FrankChen021 / bithon

An observability platform mainly for Java
Apache License 2.0
14 stars 4 forks source link

pipeline starts before all schema loaded #761

Closed FrankChen021 closed 3 months ago

FrankChen021 commented 3 months ago

The following log observed.

03-26 21:34:42.814 | pipeline-dcd887cb8-vr5kb | ERROR | o.b.s.storage.datasource.SchemaManager | main | [bTxId: , bSpanId: , bMode: ] !!!!!!Timeout to wait for the first loading of schemas!!!

The reason is that in the SchemaManager, which is initialized before the Pipeline, waits for 3 seconds to complete the initialization, however, for each schema, there might be table initialization which takes time.

    @Override
    public void start() {
        log.info("Starting schema incremental loader...");
        loaderScheduler = ScheduledExecutorServiceFactor.newSingleThreadScheduledExecutor(NamedThreadFactory.of("schema-loader"));
        loaderScheduler.scheduleWithFixedDelay(this::incrementalLoadSchemas,
                                               // no delay to execute the first task
                                               0,
                                               1,
                                               TimeUnit.MINUTES);

        // Wait until the load complete
        // Not able to use the Future object returned by the scheduleWithFixedDelay above because the 'get'
        // works abnormally as its javadoc says
        int count = 0;
        while (this.lastLoadAt == 0 && count++ < 30) {
            try {
                Thread.sleep(100);
            } catch (InterruptedException ignored) {
            }
        }
        if (this.lastLoadAt == 0) {
            log.error("!!!!!!Timeout to wait for the first loading of schemas!!!");
        }
    }

This causes the pipeline initializes before all schema load.
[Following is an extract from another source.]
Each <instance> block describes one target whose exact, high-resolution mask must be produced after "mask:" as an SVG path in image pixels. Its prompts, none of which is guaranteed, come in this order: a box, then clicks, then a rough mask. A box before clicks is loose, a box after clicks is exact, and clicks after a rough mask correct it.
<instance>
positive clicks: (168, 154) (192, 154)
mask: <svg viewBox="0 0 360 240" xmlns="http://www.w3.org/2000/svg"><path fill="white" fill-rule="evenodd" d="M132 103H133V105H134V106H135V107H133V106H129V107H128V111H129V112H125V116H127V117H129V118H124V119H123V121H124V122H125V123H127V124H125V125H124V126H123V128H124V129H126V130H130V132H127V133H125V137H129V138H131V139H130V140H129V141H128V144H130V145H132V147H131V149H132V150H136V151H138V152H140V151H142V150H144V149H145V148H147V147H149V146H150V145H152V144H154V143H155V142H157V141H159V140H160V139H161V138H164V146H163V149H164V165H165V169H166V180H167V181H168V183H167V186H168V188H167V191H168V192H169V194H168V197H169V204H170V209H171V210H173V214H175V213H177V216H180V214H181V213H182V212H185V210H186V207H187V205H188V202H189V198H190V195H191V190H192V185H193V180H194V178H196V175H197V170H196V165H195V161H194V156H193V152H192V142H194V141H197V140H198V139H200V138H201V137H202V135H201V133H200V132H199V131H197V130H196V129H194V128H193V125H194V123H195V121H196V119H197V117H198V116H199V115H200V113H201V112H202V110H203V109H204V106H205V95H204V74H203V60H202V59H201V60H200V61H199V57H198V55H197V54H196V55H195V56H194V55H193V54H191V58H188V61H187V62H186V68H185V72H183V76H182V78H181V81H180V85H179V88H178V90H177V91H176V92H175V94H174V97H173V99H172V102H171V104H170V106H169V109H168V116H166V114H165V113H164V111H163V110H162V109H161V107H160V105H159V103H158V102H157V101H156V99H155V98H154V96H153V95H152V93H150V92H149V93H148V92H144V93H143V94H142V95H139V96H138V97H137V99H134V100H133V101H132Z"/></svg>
Once the pipeline is initialized, messages will come in, however, during message processing, the schema is still not ready. This causes message lost.

We have to wait the initialization completion of the schema manager.

FrankChen021 commented 3 months ago

This reflecets a legacy dependency problem. The dependencies should be reversed. For each pipeline, when the processor is initialized, it has to load all input sources. That's to say, the input source manager has to be splitted into the pipeline.